Another priority for Slater is that the proposed legislation would eliminate “plant tags” where a tax is supposed to be charged for a physical token to be attached to each plant, preventing cultivators from raising more than the allowed number that could result in leakage into the black market (“News Analysis: Medical Marijuana in the State Budget”, by Michael Bilow, Feb 10, 2016). “The other thing would be getting rid of the plant tags… I was against it, anyway, from from the get-go when they proposed that idea. Part of the reasons they proposed that, they said that it was one of the first steps we needed to do for legalization, because they said we needed a tagging system to find out how many plants were actually out there, where they were located, and keep a good tracking of how many, exactly, cannabis plants were serving the population now.” The plant tag program was never implemented as anything close to originally proposed, and its stated goal was openly questioned (“News Analysis: Taxing Medical Marijuana”, by Michael Bilow, Feb 17, 2016). “They said it wasn’t about money. But the the tagging fees originally they proposed were outrageous. And they had some sort of outrageous budget number that they were going to bring in off the program… I forget the exact number, but they had something like $7 million in the budget that year, just off the medical program,” Slater said. “They said the police were worried about the black market for the plant tagging, but the reality is the tagging program never really came to fruition. So, from my understanding from talking to patients, all they do is get a piece of paper, they don’t even get tags. They get a piece of paper, what they tell me, that says, ‘You purchased,’ I don’t know, ‘12 tags.’ And you’ve paid just to put this paper, a piece of paper, up on your wall, and then it’ll be proof that you’re able to grow these 12 plants.”

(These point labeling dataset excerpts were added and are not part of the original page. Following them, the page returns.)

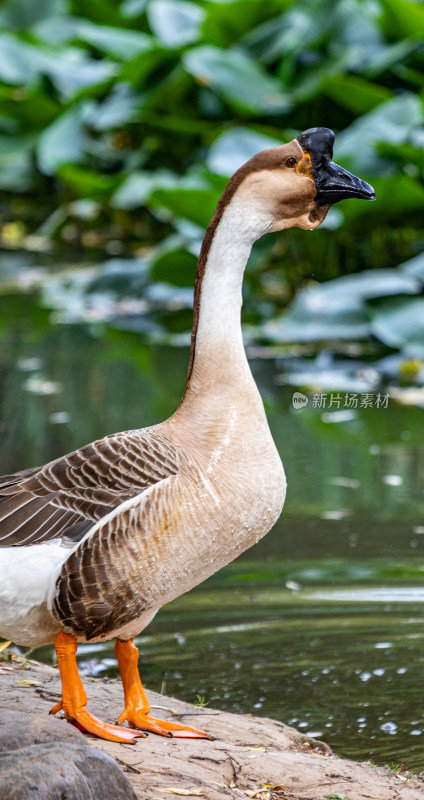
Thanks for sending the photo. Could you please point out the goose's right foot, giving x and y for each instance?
(74, 698)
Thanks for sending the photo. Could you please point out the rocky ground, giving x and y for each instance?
(251, 757)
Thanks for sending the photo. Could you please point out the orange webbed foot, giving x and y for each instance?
(74, 698)
(145, 722)
(137, 706)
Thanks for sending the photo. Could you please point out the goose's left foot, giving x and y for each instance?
(137, 706)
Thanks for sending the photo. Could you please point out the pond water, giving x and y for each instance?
(320, 624)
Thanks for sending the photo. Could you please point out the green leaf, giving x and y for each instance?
(238, 79)
(196, 205)
(118, 108)
(175, 22)
(355, 93)
(393, 122)
(234, 147)
(22, 14)
(86, 183)
(19, 61)
(405, 17)
(63, 141)
(119, 43)
(137, 188)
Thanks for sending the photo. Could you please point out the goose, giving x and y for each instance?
(95, 543)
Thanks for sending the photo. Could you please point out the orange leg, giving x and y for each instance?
(74, 698)
(137, 706)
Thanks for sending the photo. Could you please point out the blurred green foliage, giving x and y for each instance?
(120, 121)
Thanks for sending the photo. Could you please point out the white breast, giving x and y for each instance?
(27, 574)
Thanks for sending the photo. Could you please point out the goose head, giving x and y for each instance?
(295, 184)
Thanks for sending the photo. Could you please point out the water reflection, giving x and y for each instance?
(321, 623)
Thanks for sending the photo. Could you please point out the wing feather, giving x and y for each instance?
(67, 496)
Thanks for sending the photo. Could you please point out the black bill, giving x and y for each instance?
(333, 183)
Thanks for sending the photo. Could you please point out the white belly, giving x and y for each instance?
(26, 576)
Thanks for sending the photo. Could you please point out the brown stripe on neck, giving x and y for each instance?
(267, 159)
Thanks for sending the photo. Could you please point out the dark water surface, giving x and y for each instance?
(321, 623)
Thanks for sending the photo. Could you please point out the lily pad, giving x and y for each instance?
(399, 323)
(238, 79)
(175, 22)
(234, 147)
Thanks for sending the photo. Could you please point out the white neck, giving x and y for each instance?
(219, 338)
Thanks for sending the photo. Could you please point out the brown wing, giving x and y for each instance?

A major concern expressed by Slater is that the RI regulatory approach to cannabis is hypocritical. “We keep trying to grab fees off of sick patients, okay? That’s what I mean, and there’s a lot of people in government that still don’t understand that it’s a medicine, that it should be a true medical program. And what they keep trying to do is not say that we have a recreational program but loosen the rules enough around the medical program so that more people can get in, and then raise fees and taxes, charge plant tag fees, and then charge $500,000 for a compassion center license, set up cultivators and charge them $30-40,000, and then just keep trying to raise money off of 20,000 patients.” The proposed legislation, in addition to removing the limit on the number of compassion centers, would reduce the license fee to $5,000.
Instead, Slater said, there should be a recreational program that subsidizes the medical program. “Whenever I hear patients talk to me about that, the phrase that they often introduce is they say that it’s as if the medical program is becoming big pharma… I don’t know if that’s necessarily the way it is. I mean, I get what they’re saying because I’m sure the cost of medicine is going up with the few compassion centers that we have and people not being able to grow and not access it.”